Compliance Operator also contain the capability to schedule persistent remediation runs on whatever schedule you like. When a variance is detected the operator will (re)apply the the correct remediaton and trigger an MCP update if applicable.
There are some cons to using this method. First, you enable the content body itself to be the arbiter of compliance without applying administrative review.
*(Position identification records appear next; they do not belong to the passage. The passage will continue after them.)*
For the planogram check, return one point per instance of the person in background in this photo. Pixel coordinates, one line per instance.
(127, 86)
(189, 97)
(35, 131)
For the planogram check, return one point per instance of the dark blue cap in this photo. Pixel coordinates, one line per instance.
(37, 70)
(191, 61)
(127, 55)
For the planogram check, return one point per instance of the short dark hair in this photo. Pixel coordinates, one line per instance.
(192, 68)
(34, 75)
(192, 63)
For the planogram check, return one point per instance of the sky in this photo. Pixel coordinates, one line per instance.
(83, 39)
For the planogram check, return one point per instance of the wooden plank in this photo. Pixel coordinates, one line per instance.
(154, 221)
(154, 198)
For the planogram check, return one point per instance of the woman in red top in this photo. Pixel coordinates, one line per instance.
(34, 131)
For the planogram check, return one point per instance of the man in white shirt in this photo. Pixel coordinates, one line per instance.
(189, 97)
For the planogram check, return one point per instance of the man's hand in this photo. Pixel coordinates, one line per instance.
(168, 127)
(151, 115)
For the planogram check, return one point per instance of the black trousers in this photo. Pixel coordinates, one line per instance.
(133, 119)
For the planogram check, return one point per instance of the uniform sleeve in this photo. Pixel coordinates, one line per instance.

Second, should a check/remediation content mismatch arise, you could end up with weekly (or daily...) infrastructure restarts for no reason other than a typo.
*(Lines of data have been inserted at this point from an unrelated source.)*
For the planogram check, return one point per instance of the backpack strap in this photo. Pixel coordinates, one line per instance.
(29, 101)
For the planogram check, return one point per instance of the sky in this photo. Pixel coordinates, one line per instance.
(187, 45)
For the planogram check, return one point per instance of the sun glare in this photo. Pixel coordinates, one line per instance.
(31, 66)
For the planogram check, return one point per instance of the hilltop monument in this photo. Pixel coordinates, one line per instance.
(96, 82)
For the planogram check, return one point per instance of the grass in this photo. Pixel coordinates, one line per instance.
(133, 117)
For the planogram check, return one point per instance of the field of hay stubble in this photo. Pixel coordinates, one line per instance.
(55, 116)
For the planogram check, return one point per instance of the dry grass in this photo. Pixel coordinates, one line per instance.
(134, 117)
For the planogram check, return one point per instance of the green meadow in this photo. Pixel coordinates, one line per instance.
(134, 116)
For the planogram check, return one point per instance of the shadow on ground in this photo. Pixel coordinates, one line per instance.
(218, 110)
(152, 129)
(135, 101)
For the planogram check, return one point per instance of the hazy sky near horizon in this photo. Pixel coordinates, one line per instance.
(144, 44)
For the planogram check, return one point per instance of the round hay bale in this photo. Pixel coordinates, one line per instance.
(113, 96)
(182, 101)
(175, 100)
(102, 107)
Depending on your comfort level and enforcement requirements, manually applying new remediation content and monitoring daily may be your best approach. if policy or economy of scale dictates full automation, determining an appropriate execution period AND ensuring that no subsequent scans show FAIL after remediation may be the most sound approach.
Should full automation be your choice, set the schedule in the ScanSetting for default-auto-apply, confirm the other details for you infrastucture, then create a ScanSettingBinding to activate it. I recommend scheduling it to run before daily scans kick off, but different environments have different requirements... schedule as appropriate for you environment, approved maintenance windows, etc.
The scans provide two kinds of raw results: the full report in the ARF format and just the list of scan results in the XCCDF format. The ARF reports are, due to their large size, copied into persistent volumes:
$ oc get pv
NAME CAPACITY CLAIM
pvc-5d49c852-03a6-4bcd-838b-c7225307c4bb 1Gi openshift-compliance/workers-scan
pvc-ef68c834-bb6e-4644-926a-8b7a4a180999 1Gi openshift-compliance/masters-scan
$ oc get pvc
NAME STATUS VOLUME CAPACITY ACCESS MODES STORAGECLASS AGE
ocp4-moderate Bound pvc-01b7bd30-0d19-4fbc-8989-bad61d9384d9 1Gi RWO gp2 37m
rhcos4-with-usb-master Bound pvc-f3f35712-6c3f-42f0-a89a-af9e6f54a0d4 1Gi RWO gp2 37m
rhcos4-with-usb-worker Bound pvc-7837e9ba-db13-40c4-8eee-a2d1beb0ada7 1Gi RWO gp2 37m
An example of extracting ARF results from a scan called workers-scan
follows:
Once the scan had finished, you'll note that there is a PersistentVolumeClaim
named
after the scan:
oc get pvc/workers-scan
NAME STATUS VOLUME CAPACITY ACCESS MODES STORAGECLASS AGE
workers-scan Bound pvc-01b7bd30-0d19-4fbc-8989-bad61d9384d9 1Gi RWO gp2 38m
You'll want to start a pod that mounts the PV, for example:
apiVersion: "v1"
kind: Pod
metadata:
name: pv-extract
spec:
containers:
- name: pv-extract-pod
image: registry.access.redhat.com/ubi8/ubi
command: ["sleep", "3000"]
volumeMounts:
- mountPath: "/workers-scan-results"
name: workers-scan-vol
volumes:
- name: workers-scan-vol
persistentVolumeClaim:
claimName: workers-scan
You can inspect the files by listing the /workers-scan-results
directory and copy the
files locally:
$ oc exec pods/pv-extract -- ls /workers-scan-results/0
lost+found
workers-scan-ip-10-0-129-252.ec2.internal-pod.xml.bzip2
workers-scan-ip-10-0-149-70.ec2.internal-pod.xml.bzip2
workers-scan-ip-10-0-172-30.ec2.internal-pod.xml.bzip2
$ oc cp pv-extract:/workers-scan-results .
The files are bzipped. To get the raw ARF file:
$ bunzip2 -c workers-scan-ip-10-0-129-252.ec2.internal-pod.xml.bzip2 > workers-scan-ip-10-0-129-252.ec2.internal-pod.xml
The XCCDF results are much smaller and can be stored in a configmap, from which you can extract the results. For easier filtering, the configmaps are labeled with the scan name:
$ oc get cm -l=compliance.openshift.io/scan-name=masters-scan
NAME DATA AGE
masters-scan-ip-10-0-129-248.ec2.internal-pod 1 25m
masters-scan-ip-10-0-144-54.ec2.internal-pod 1 24m
masters-scan-ip-10-0-174-253.ec2.internal-pod 1 25m
To extract the results, use:
$ oc extract cm/masters-scan-ip-10-0-174-253.ec2.internal-pod
Note that if the results are too big for the ConfigMap, they'll be bzipped and base64 encoded.